An Enzyme in Rabbit Aorta that May Play a Role in Haemostasis and Thrombosis

Platelet interaction with blood vessel walls has been studied with the intention of elucidating regulatory mechanisms involved in haemostasis and thrombosis. Microsomal fractions (Mif) prepared from rabbit aortas have been found to inhibit ADP-induced platelet aggregation when incubated with ADP prior to addition to platelet-rich plasma. Thin layer chromatography of incubation mixtures in which [8-14C] ADP has been used has proved that the inhibition is due to degradation of ADP. The main degradation product at pH 6.0 is AMP and between the pH optimum of 7.2-8.2, it is adenosine. The rate of ADP breakdown is dependent on the duration, temperature and pH of the incubation, and on the concentrations of ADP and Mif used.

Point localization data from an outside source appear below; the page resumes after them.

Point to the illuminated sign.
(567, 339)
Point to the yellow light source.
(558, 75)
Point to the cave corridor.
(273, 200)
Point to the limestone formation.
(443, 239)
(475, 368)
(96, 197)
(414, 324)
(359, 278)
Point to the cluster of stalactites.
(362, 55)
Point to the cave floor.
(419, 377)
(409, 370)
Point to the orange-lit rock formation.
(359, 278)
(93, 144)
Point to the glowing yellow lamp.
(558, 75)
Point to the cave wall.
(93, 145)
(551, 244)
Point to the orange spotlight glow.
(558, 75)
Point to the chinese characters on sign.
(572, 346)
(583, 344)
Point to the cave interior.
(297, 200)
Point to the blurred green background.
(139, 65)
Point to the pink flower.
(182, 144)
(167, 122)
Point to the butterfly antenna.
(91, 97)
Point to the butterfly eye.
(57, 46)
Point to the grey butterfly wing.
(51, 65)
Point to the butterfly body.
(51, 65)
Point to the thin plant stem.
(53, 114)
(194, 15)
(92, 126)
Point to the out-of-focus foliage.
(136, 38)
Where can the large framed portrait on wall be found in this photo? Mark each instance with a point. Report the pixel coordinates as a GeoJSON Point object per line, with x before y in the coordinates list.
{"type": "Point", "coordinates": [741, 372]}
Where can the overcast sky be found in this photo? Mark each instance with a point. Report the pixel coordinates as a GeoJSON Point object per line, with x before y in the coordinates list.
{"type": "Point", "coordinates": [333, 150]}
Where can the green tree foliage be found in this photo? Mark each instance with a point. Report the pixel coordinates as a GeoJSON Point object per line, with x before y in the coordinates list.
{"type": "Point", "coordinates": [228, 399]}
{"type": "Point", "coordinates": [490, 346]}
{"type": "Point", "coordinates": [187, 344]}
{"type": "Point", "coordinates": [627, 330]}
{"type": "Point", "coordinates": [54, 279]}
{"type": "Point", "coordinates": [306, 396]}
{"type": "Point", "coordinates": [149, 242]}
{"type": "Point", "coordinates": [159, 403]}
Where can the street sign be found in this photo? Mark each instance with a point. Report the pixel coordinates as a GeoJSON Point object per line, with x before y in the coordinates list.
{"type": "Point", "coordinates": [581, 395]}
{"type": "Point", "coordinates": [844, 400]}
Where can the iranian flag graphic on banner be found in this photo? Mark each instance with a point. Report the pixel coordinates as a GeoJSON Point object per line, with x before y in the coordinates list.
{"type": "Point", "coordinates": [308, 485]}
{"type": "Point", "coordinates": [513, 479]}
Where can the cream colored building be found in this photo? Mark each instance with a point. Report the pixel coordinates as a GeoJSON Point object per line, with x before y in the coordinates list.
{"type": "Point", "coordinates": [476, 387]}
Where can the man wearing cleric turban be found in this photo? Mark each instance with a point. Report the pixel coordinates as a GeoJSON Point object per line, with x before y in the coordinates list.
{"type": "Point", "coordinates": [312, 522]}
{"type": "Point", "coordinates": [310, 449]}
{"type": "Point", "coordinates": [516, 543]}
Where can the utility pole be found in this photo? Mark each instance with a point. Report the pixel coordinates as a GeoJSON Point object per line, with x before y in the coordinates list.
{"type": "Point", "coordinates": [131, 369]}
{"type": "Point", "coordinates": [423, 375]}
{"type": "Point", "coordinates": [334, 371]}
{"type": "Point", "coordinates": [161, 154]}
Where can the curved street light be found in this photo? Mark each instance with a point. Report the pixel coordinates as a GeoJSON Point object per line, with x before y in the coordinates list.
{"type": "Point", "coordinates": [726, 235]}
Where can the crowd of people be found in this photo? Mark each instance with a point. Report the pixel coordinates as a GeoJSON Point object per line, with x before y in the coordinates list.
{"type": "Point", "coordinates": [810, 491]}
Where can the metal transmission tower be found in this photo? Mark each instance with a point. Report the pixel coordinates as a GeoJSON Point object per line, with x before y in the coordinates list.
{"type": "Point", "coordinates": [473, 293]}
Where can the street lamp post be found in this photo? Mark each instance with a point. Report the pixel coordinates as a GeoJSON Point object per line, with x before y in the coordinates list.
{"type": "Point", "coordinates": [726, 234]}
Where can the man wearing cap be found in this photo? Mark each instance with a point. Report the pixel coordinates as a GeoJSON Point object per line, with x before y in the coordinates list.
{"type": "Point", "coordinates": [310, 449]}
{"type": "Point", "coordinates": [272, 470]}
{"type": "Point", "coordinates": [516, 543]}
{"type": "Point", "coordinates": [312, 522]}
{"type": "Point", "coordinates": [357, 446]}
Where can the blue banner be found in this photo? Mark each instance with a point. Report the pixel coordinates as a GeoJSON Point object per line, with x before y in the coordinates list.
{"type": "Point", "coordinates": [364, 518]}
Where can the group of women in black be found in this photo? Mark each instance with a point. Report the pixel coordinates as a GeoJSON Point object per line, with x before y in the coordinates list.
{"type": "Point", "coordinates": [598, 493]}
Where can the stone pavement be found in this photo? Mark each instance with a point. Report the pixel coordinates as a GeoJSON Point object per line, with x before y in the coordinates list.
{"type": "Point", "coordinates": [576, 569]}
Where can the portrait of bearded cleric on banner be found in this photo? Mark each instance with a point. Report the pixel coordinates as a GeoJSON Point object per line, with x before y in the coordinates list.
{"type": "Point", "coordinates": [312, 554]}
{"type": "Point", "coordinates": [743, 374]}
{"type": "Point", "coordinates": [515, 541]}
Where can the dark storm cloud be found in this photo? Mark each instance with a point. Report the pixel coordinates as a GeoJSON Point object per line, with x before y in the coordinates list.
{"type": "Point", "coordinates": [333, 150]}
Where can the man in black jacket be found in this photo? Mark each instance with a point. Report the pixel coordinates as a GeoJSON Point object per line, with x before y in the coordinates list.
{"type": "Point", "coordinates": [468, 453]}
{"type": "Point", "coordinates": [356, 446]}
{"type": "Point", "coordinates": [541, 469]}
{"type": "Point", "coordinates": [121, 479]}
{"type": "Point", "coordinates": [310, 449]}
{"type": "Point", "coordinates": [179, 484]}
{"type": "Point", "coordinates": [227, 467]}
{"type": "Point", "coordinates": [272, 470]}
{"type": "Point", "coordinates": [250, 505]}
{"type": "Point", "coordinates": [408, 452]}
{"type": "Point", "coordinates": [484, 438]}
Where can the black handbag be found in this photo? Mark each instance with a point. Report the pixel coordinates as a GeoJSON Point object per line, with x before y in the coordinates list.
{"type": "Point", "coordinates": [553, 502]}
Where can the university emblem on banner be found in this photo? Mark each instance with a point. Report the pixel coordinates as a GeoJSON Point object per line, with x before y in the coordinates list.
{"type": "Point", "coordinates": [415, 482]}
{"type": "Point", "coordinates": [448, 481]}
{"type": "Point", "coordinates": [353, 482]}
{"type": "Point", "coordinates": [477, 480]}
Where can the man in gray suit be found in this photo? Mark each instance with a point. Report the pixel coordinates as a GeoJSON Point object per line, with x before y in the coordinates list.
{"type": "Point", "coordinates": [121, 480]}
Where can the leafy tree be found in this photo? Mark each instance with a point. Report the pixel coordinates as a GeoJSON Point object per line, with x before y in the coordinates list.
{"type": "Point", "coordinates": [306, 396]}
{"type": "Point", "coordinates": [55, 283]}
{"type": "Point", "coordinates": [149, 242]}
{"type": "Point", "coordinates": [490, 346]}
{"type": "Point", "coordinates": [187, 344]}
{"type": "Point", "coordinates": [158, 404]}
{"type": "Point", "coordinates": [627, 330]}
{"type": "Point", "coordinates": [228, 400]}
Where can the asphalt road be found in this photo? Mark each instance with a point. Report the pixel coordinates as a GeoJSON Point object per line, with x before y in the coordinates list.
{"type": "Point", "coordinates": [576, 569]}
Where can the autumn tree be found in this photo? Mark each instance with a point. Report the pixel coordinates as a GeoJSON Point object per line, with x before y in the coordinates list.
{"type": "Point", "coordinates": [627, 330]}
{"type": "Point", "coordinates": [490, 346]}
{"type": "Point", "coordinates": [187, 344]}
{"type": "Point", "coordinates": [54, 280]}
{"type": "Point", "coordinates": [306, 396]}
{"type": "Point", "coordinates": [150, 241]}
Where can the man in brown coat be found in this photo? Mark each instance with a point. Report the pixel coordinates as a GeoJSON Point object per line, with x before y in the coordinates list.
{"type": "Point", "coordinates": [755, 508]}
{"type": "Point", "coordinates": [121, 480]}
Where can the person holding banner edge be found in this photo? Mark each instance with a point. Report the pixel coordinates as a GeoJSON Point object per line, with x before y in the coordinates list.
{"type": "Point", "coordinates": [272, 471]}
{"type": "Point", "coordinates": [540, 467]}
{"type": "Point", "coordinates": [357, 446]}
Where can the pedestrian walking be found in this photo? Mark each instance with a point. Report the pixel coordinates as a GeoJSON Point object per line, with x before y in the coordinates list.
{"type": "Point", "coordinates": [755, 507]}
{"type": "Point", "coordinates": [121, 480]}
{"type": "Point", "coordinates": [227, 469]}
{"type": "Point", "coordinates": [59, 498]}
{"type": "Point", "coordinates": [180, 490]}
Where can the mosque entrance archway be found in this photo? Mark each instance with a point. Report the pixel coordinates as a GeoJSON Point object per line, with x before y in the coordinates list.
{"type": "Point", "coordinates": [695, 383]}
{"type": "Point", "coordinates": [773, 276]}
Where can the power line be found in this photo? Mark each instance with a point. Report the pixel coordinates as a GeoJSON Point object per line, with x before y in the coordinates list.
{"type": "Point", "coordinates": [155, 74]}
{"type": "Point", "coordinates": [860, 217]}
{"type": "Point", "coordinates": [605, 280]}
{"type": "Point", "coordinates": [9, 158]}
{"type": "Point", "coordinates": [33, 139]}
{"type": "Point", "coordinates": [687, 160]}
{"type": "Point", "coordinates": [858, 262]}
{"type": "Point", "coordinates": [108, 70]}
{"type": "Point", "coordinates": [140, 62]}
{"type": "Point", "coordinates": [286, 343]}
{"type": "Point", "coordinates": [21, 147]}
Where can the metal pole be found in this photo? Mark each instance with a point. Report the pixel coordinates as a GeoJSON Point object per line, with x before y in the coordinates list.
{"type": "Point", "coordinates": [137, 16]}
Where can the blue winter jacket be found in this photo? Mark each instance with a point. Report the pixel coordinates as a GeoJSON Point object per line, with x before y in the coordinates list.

Enzymic activity can be destroyed by boiling and by treatment with perchloric acid.EDTA (Na2) will remove inhibitory activity but this can be restored by addition of either calcium or magnesium to the incubate. The subcellular localization of the enzyme has been determined by isopycnic centrlfugation in a sucrose density gradient, using marker enzymes to establish the distribution of subcellular organelles in the gradient.ADP degrading activity was found to coincide with the peak of 5′ nucleotidase (5′NT) activity, the plasma membrane marker.Localization of the ADP degrading enzyme on the cell membrane means that it is in a position to destroy any ADP which might be released by platelets in their response to damage of the blood vessel wall. Its coincidental location with means that any AMP formed will be converted to adenosine which is itself an inhibitor of platelet aggregation. The ADP degrading enzyme could therefore play an important role in limiting the extent of thrombus formation.